5. Re: integration area help
(Original post by sputum)
If you run x=3 through your integral what do you get?
-3
6. Re: integration area help
(Original post by dongonaeatu)
-3
Keerect!
Now take what you got for x=2 away from this.
7. Re: integration area help
hmmm, for the second area i got 7/3.. are you sure your method is correct? talk me through your working out for the second area..

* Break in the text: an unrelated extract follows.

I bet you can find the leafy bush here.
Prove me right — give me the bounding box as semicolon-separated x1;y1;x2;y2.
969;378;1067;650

8. Re: integration area help
oh.. so is it meant to be -3--41/3? with 2 minus's making a plus
9. Re: integration area help
(Original post by Sketch)
hmmm, for the second area i got 7/3.. are you sure your method is correct? talk me through your working out for the second area..
second area i did

[(3)^3/3-4(3)] - [(2)^3/3-4(2)]= -41/3

wait i just did it again... i got 7/3 this time

wtf it will still end up being negative -3+7/3= -2/3

oh wait.. the whole second area is 7/3 so its 16/3+7/3= 23/3 for the whole area?

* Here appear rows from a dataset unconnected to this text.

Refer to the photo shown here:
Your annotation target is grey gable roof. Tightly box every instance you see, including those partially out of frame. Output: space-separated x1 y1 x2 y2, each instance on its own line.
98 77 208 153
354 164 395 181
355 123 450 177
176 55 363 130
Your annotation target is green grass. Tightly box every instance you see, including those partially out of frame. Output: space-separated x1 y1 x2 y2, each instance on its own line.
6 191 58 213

Last edited by dongonaeatu; 13-04-2012 at 17:12.
10. Re: integration area help
7/3 is good
11. Re: integration area help
The area in this case would be the integral of the "above x axis" area, minus MINUS the integral of the "below x axis" area.. i.e. just take the sum of their absolute values..

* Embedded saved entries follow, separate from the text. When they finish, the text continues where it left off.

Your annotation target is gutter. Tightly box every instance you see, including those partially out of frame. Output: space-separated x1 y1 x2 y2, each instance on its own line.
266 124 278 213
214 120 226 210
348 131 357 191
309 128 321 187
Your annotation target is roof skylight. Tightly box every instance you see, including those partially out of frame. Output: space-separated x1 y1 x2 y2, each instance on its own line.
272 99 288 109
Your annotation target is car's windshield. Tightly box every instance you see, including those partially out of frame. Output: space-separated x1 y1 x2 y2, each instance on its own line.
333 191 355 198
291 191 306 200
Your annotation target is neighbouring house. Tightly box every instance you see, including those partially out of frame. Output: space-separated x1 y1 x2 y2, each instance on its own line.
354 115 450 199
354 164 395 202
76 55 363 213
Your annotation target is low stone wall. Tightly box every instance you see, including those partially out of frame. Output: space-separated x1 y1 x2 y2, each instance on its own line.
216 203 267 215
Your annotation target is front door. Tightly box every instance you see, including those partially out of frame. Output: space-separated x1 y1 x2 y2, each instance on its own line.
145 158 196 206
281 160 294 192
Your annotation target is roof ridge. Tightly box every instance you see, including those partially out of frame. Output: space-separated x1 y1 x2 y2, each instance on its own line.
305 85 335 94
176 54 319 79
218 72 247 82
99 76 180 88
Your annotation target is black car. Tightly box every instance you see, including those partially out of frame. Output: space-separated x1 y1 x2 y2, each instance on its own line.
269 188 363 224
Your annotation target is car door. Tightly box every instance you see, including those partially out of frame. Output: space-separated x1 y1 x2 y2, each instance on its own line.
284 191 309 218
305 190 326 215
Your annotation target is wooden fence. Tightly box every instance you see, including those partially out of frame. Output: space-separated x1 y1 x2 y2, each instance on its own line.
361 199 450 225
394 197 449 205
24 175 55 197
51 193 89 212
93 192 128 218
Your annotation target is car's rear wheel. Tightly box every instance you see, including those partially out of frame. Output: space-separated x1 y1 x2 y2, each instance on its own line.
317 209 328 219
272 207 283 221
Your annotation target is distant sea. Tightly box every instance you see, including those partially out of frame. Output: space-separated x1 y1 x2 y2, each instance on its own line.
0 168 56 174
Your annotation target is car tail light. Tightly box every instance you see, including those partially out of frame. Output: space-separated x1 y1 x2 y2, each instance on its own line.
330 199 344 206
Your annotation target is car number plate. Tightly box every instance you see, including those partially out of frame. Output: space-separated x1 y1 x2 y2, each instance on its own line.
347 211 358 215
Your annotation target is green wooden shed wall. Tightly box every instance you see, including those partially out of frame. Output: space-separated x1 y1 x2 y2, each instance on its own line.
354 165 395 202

12. Re: integration area help
the answer for the whole area is 23/3 yes or no
13. Re: integration area help
where did the -3 come from may i ask?
14. Re: integration area help
(Original post by dongonaeatu)
the answer for the whole area is 23/3 yes or no
yes!
15. Re: integration area help
(Original post by Sketch)
where did the -3 come from may i ask?
putting x=3 in y=x3/3 -4x
16. Re: integration area help
17. Re: integration area help
uh ran out of rep..sputnam i'll rep you later bro thanks